Die Royal Bank of Scotland kämpft noch immer mit den Folgen der Finanzkrise. Das Institut schreibt einen Milliardenverlust – das achte Jahr in Folge. Die Aktie gibt um rund zehn Prozent nach.

LondonDie britische Großbank Royal Bank of Scotland (RBS) kommt nicht aus den roten Zahlen. Das seit der Finanzkrise größtenteils verstaatlichte Institut schrieb 2015 den achten Jahresverlust nacheinander. Unter dem Strich stand ein Fehlbetrag von knapp zwei Milliarden Pfund, das sind aber immerhin gut 40 Prozent weniger als 2014, wie das Geldhaus am Freitag mitteilte.
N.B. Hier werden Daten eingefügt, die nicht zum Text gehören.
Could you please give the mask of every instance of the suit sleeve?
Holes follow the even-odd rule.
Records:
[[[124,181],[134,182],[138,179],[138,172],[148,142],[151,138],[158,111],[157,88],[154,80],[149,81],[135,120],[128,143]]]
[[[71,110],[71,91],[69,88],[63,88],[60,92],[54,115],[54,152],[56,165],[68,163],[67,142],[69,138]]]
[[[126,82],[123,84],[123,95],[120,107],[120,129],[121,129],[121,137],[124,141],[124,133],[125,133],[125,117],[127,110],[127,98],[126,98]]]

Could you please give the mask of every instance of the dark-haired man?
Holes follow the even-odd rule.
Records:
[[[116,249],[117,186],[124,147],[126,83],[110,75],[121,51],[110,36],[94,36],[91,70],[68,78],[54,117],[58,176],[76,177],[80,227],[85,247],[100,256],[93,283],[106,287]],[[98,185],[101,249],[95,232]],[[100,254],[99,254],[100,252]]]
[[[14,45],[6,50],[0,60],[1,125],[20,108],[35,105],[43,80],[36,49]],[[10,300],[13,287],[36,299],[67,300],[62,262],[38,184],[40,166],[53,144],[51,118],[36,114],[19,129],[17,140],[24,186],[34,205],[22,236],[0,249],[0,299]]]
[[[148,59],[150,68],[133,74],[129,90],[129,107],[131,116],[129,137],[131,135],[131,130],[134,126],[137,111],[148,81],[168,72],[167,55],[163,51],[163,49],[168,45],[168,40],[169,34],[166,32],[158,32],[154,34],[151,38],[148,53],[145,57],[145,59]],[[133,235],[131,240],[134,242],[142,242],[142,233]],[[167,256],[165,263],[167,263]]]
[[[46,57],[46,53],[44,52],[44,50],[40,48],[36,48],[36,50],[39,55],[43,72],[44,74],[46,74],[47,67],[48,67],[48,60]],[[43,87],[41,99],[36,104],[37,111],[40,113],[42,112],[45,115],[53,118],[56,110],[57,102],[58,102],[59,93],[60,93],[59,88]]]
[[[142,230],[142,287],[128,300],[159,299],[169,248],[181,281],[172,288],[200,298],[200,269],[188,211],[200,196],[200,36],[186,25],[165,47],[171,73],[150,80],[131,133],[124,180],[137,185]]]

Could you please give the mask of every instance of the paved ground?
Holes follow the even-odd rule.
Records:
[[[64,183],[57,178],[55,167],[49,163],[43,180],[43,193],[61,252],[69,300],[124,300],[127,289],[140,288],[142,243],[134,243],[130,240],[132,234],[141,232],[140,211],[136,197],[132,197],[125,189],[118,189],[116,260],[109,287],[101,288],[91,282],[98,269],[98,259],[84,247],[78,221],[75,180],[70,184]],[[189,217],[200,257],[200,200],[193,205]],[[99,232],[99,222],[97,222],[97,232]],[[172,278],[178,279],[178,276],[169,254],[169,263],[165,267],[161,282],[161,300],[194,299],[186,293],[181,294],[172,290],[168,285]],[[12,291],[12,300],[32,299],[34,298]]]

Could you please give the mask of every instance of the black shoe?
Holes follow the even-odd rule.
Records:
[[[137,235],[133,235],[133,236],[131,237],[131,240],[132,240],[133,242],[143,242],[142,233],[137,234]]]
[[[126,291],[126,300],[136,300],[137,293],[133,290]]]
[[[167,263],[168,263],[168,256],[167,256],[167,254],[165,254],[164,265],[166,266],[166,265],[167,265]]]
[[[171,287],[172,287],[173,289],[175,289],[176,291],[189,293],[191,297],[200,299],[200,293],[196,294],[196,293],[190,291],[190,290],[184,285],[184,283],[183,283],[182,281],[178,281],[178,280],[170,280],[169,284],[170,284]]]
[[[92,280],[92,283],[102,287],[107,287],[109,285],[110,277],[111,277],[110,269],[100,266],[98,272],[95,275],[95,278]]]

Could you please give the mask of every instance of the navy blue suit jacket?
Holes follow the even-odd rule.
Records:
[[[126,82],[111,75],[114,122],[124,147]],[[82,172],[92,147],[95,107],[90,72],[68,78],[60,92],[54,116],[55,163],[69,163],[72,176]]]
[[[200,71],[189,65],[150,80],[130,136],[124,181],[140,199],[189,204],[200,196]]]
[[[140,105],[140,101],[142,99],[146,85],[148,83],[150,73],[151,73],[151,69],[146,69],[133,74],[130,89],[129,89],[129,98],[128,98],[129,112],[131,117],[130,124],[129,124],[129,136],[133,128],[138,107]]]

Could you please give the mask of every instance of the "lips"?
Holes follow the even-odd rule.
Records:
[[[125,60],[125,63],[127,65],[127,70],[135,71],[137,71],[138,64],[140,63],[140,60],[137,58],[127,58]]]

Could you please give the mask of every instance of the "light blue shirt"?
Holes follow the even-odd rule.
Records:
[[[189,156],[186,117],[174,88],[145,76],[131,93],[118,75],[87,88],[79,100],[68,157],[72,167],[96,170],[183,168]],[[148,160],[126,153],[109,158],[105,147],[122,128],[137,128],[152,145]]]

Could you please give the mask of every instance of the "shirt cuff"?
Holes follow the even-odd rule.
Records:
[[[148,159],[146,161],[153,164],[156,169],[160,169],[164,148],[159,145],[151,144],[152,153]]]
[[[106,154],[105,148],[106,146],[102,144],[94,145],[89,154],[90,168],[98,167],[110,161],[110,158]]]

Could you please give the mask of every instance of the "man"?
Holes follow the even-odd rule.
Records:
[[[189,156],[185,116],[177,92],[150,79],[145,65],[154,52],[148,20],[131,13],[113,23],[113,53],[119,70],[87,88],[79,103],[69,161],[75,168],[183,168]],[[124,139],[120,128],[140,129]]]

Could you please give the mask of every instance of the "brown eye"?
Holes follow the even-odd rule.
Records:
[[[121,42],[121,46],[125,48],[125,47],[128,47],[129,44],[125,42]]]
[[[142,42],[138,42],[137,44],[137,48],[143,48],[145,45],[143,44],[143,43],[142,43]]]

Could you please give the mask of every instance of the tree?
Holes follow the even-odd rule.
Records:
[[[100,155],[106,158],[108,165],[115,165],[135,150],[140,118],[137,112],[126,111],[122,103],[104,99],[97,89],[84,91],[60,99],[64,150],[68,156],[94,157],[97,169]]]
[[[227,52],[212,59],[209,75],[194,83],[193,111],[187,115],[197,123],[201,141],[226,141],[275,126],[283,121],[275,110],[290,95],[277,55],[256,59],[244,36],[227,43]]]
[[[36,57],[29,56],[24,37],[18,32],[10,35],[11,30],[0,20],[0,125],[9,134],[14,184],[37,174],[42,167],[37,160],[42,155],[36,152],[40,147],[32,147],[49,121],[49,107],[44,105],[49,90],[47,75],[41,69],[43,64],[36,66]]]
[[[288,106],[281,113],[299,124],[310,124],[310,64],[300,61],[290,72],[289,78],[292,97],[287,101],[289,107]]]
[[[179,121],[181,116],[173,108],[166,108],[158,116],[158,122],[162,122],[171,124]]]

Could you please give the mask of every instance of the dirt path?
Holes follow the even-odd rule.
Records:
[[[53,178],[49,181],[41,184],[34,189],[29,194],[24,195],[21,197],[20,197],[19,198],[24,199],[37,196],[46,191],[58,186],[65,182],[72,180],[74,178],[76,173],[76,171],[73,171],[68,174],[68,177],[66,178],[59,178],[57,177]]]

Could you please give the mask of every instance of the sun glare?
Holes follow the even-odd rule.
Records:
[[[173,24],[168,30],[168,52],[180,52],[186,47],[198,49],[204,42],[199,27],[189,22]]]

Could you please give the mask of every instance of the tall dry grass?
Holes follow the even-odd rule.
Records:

Erneut belasteten die Aufräumarbeiten die Bank schwer.

Bereits im Januar hatte sie neue Rückstellungen von 3,6 Milliarden Pfund angekündigt - unter anderem für einen möglichen Vergleich wegen krummer Hypothekengeschäfte in den USA. Auch für die Entschädigung von mit Kreditausfallversicherungen falsch beratenen Kunden musste die Bank weiteres Geld reservieren. Aber auch im Tagesgeschäft lief es schlechter. Der um Sonderbelastungen bereinigte Vorsteuergewinn sackte 2015 um 28 Prozent auf 4,4 Milliarden Pfund ab.

Vorstandschef Ross McEwen hat seit seinem Amtsantritt im Oktober 2013 der Bank einen harten Schrumpfkurs verordnet. Er streicht im Investmentbanking tausende Stellen und will das Institut vor allem auf das britische Privatkundengeschäft konzentrieren. Ziel ist es, so bald wie möglich wieder eine Dividende zu zahlen. Die Aktie der RBS gab kurz nach Handelsbeginn um etwa zehn Prozent nach.